If Holley and Knot can agree about God's existence, their mother's $100 million estate would be donated to religious causes. If the siblings agree that God does not exist, the estate would be evenly divided among them. If they try to circumvent her wishes, they receive nothing, Father Sylva said.
The money seems tempting, but Holley refuses to say there is no God. Knot, the non-believer, is equally fervent; she would even donate her share to non-religious causes. By pretrial ruling, the court has ordered that Holley will bear the burden of proving there is a God. St. Paul's Outreach to Catholic Lawyers will sponsor the trial, which will be open to the legal community and the public at large, said Father Sylva.
"A sticky issue? Absolutely. But putting on such a controversial and public trial encourages some heavy dialogue in an era when God is often ignored," Father Sylva said. "Such a trial helps perpetuate those conversations held over the holiday table, and hopefully nurtures some of that spirit and belief often buried in our souls."
Presiding over the mock trial will be the Hon. Madeline Cox Arleo, magistrate judge of the U.S. District Court for the District of New Jersey. Some of the Garden State's best legal and academic minds will be battling out the existence of God in the courtroom, including Michael Critchley of Critchley, Kinum & Vazquez, LLC; Joseph LaSala of McElroy, Deutsch, Mulvaney & Carpenter, LLP; Kathleen Murphy of Connell Foley, LLP; Timothy Donohue of Arleo, Donohue & Biancamano, LLC; John Lenz, Ph.D., chair of the classics department at Drew University, Madison; and Sherif Girgis, doctoral candidate at Princeton University and a student at Yale Law School.

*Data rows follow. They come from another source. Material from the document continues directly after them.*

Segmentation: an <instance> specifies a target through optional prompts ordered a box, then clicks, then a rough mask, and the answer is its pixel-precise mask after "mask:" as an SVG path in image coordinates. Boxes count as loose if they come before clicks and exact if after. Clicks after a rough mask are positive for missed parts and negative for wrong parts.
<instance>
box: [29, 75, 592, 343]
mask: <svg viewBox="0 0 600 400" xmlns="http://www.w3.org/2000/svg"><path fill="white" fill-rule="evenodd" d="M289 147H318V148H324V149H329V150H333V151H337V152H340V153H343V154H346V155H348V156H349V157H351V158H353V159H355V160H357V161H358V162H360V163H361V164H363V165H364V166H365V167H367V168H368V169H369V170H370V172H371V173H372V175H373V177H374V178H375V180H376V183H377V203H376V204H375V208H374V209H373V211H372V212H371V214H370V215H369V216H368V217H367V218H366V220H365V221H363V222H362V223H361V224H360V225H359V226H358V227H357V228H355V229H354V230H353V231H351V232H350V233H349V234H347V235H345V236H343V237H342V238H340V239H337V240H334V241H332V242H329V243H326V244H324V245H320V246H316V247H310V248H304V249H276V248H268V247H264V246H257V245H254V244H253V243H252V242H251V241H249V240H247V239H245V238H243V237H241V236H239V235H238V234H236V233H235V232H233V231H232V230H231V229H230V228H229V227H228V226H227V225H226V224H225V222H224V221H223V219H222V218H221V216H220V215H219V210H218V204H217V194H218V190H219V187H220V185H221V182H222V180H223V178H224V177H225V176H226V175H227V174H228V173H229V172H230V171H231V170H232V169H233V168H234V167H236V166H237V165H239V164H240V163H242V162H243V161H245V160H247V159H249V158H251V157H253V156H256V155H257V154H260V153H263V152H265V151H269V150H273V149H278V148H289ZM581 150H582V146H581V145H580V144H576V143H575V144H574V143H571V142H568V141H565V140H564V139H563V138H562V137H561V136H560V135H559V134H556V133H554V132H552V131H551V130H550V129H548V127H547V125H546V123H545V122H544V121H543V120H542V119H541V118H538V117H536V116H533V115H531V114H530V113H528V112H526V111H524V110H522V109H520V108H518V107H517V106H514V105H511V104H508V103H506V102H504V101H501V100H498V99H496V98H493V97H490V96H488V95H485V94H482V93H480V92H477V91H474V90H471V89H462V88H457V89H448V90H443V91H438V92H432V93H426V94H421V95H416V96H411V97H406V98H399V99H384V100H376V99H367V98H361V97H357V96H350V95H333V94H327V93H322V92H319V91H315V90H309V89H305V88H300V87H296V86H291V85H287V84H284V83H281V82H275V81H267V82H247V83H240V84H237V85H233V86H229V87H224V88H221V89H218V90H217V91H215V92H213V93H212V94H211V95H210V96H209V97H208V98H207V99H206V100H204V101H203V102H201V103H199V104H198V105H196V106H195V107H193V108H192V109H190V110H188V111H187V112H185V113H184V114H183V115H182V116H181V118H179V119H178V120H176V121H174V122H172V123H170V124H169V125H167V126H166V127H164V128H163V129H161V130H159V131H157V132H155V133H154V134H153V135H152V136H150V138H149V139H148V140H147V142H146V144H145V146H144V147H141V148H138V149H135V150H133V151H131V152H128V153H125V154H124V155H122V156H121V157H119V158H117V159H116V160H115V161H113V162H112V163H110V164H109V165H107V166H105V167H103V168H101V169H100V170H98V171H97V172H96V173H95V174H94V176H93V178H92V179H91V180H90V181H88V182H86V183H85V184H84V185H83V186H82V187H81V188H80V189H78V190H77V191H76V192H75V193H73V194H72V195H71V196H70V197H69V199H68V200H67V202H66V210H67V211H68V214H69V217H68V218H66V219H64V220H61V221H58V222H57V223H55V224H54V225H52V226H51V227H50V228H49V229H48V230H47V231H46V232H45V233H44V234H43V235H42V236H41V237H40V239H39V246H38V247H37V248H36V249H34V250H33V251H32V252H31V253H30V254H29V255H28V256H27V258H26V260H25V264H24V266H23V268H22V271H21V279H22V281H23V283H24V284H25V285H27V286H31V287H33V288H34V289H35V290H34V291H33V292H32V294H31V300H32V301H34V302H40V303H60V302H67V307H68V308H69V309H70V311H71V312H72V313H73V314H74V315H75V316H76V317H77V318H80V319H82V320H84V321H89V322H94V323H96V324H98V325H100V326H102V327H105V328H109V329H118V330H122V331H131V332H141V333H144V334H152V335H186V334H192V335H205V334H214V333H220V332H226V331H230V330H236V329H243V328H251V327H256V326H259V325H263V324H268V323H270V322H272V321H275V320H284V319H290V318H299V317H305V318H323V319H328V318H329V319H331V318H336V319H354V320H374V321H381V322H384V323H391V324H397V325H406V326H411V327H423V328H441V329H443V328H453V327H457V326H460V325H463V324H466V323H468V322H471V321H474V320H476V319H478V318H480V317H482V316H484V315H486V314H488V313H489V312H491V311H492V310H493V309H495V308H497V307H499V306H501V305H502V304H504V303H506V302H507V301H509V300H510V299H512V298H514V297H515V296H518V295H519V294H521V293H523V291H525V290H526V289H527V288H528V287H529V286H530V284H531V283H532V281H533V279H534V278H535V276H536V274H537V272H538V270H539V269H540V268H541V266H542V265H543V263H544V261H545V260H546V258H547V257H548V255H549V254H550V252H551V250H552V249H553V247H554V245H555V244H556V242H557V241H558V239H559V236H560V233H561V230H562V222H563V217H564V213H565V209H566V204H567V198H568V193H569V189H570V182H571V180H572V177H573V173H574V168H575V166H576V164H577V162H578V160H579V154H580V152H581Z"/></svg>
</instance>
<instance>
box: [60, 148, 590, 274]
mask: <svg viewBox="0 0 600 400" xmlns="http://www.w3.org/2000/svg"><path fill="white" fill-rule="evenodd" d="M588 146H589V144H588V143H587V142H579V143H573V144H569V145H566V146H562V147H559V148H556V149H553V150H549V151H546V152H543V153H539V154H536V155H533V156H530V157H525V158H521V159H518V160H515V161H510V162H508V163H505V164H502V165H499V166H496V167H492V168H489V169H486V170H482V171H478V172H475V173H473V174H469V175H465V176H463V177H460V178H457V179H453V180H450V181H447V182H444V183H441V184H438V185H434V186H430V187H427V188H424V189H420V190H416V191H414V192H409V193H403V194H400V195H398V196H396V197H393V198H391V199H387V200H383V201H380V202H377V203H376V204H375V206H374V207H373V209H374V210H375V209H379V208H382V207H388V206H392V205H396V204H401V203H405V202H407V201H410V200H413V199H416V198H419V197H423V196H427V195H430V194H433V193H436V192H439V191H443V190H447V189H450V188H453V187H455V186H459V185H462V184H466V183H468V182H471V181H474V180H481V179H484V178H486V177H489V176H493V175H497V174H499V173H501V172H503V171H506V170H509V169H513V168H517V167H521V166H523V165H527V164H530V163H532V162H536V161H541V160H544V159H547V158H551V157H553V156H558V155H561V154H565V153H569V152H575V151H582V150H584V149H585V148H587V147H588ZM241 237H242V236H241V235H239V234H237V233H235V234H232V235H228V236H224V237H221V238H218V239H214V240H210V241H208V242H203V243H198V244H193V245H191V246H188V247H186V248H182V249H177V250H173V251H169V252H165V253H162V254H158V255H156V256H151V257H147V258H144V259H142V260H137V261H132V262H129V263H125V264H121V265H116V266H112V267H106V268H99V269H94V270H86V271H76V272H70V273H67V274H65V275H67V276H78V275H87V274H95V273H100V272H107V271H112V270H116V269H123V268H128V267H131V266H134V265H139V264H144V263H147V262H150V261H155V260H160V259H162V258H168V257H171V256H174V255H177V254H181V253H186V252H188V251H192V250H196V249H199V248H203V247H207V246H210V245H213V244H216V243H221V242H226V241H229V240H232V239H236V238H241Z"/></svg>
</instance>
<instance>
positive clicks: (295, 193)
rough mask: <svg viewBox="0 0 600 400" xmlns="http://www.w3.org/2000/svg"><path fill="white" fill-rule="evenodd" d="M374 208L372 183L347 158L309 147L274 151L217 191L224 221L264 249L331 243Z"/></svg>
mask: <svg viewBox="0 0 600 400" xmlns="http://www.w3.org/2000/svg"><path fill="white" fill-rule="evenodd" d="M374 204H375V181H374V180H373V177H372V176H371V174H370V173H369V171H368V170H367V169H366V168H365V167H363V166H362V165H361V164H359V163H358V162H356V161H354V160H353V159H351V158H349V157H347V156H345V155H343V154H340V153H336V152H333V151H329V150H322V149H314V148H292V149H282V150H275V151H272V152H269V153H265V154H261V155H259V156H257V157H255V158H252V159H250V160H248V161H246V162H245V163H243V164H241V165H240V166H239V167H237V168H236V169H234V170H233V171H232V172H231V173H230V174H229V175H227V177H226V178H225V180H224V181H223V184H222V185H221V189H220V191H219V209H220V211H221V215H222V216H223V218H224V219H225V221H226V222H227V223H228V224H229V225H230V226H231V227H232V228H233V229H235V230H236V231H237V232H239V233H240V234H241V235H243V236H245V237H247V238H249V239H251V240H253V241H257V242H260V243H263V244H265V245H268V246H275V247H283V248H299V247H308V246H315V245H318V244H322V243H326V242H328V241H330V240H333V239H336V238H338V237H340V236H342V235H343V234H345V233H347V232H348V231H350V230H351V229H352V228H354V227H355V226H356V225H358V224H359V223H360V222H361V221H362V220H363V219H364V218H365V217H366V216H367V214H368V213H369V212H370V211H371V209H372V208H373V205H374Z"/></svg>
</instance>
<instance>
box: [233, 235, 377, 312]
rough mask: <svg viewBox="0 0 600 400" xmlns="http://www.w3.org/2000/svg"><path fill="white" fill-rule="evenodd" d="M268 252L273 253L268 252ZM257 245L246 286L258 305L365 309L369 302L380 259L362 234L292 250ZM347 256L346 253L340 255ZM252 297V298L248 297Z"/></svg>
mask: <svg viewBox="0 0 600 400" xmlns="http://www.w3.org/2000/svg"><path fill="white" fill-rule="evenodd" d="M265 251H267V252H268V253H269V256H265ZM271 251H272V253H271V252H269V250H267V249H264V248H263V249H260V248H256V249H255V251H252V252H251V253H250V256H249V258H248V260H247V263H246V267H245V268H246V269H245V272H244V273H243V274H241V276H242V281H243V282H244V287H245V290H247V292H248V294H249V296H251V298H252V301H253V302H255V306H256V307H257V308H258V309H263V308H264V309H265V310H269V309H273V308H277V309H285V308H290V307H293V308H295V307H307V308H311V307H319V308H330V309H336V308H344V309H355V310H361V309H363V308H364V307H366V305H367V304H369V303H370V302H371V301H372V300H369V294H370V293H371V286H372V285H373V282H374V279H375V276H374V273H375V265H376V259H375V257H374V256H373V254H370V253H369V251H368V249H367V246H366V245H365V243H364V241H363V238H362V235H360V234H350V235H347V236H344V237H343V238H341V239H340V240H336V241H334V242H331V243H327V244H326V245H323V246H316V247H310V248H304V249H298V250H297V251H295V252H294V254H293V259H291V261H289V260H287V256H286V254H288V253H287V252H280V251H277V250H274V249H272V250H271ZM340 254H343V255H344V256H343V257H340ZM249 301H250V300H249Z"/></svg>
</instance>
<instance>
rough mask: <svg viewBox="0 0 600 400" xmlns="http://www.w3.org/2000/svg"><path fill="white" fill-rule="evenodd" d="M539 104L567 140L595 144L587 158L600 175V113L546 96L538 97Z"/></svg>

The mock trail will begin with a welcome from Father Sylva. This legal proceeding will continue with the stipulation of exhibits, reports from expert witnesses, opening arguments from the plaintiff and defendant, cross-examination of expert witnesses and summations by the plaintiff and defendant. It will conclude with a question-and-answer session with the trail masters that will explore questions, such as "What legal techniques worked and which did not?" Father Sylva will deliver closing remarks.
"At the mock trial, people will get to see trial techniques from some of New Jersey's best attorneys," said Louis Madugno of McElroy, Deutsch, Mulvaney & Carpenter, LLP, a member of the Outreach to Catholic Lawyers. "Also people who attend will see that the Church is changing - that there are two sides to the debate and to keep an open mind."
"The greatest minds in the world have been debating this issue for ages, while many of us question why we mortal humans even have the right to question such a thing," Father Sylva said.
In fact, the genius Albert Einstein, a believer, claimed that his "religion consists of humble admiration of the illimitable superior Spirit." Charles Darwin wrote in his controversial "The Origin of the Species:" "There is a grandeur in this view of life with its several powers, having been originally breathed by the Creator into a few forms or into one," Father Sylva said.
"With this trial, we in the diocese wanted to engage members of the legal community and reach out to them in a way that would interest them," said Father Sylva, who praised a team of seven attorneys for spending countless hours preparing the legal arguments for both sides. "This trial in 2012 in New Jersey may do two things - reaffirm that God created the world or may affirm something else entirely."